Cassandra efficient table walk

Question

Here are two ideas that may help you.

1) You can efficiently scan rows in any table using the following approach. Consider a table with PRIMARY KEY (pk, sk, tk). Let's use a fetch size of 1000, but you can try other values.

First query (Q1):

select whatever_columns from allocated limit 1000;

Process these and then record the value of the three columns that form the primary key. Let's say these values are pk_val, sk_val, and tk_val. Here is your next query (Q2):

select whatever_columns from allocated where token(pk) = token(pk_val) and sk = sk_val and tk > tk_val limit 1000;

The above query will look for records for the same pk and sk, but for the next values of tk.

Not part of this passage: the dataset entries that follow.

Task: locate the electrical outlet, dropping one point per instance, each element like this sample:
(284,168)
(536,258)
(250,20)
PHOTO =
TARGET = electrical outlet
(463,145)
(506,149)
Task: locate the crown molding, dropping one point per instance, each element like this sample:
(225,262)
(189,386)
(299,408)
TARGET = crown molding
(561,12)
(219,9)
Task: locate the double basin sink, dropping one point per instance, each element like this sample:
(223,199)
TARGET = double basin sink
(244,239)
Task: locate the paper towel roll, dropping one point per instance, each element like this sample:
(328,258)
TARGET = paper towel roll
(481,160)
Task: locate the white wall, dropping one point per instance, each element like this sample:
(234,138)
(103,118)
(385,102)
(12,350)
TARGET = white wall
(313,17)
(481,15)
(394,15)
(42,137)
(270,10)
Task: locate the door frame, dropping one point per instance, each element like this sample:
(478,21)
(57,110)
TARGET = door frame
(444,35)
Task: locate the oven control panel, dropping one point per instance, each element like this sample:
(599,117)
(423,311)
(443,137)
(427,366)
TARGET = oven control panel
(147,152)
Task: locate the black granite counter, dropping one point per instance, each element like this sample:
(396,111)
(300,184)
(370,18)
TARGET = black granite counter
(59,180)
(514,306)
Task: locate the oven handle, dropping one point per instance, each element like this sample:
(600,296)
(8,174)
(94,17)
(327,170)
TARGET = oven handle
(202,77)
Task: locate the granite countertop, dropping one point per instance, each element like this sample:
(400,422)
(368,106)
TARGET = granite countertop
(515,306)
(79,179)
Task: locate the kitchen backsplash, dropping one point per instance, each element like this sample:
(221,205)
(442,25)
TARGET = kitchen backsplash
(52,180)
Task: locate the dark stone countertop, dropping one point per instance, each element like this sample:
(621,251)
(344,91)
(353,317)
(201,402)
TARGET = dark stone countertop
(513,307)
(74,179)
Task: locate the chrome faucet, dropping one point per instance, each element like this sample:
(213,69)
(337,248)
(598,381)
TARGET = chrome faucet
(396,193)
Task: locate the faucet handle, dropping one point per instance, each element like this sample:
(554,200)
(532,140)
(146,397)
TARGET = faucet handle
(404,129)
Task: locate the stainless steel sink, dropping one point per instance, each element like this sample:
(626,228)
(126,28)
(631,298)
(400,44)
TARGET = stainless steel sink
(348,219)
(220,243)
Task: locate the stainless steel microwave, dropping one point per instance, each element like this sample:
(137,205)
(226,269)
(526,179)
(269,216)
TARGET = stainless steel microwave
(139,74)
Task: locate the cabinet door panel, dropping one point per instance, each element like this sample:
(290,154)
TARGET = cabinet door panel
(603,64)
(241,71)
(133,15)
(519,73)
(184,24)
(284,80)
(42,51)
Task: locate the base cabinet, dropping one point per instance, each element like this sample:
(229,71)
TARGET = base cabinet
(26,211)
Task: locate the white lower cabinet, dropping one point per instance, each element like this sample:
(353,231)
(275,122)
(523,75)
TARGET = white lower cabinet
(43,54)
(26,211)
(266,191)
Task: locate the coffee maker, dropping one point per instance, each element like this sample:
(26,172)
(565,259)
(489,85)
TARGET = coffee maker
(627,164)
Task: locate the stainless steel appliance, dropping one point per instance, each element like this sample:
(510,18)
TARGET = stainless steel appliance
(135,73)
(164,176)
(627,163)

Keep repeating as long as you keep getting 1000 records. When get anything less, you ignore the tk, and do greater on sk. Here is the query (Q3):

select whatever_columns from allocated where token(pk) = token(pk_val) and sk > sk_val limit 1000;

Again, keep doing this as long as you get 1000 rows. Once you are done, you run the following query (Q4):

select whatever_columns from allocated where token(pk) > token(pk_val) limit 1000;

Now, you again use the pk_val, sk_val, tk_val from the last record, and run Q2 with these values, then Q3, then Q4.....

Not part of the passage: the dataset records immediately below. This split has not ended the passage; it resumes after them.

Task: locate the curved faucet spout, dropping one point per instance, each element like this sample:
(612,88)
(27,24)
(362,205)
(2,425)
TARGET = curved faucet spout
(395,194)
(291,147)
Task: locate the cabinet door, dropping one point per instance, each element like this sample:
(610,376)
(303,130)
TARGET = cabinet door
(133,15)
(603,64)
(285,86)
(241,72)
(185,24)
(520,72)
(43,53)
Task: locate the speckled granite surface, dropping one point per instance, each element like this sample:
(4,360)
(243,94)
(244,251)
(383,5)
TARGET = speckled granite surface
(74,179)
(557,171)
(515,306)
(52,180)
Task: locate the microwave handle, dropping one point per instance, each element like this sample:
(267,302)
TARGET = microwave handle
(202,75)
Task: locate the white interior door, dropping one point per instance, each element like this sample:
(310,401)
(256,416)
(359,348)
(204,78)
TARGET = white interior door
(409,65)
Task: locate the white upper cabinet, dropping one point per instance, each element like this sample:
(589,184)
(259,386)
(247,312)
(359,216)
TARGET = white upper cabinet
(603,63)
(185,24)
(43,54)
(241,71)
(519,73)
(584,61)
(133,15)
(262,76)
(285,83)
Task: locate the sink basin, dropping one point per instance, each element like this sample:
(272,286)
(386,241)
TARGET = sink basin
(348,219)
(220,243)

You are done when Q4 returns less than 1000.

2) I am assuming that 'report_name, view_name, col_name and row_name' are not unique and that's why you maintain a hashmap to keep track of the total amount whenever you see the same combination again. Here is something that may work better. Create a table in cassandra where key is a combination of these four values (maybe delimited). If there were three, you could have simply used a composite key for those three. Now, you also need a column called amounts which is a list. As you are scanning the allocate table (using the approach above), for each row, you do the following:

update amounts_table set amounts = amounts + whatever_amount where my_primary_key = four_col_values_delimited;

Once you are done, you can scan this table and compute the sum of the list for each row you see and dump it wherever you want. Note that since there is only one key, you can scan using only token(primary_key) > token(last_value_of_primary_key).

Sorry if my description is confusing. Please let me know if this helps.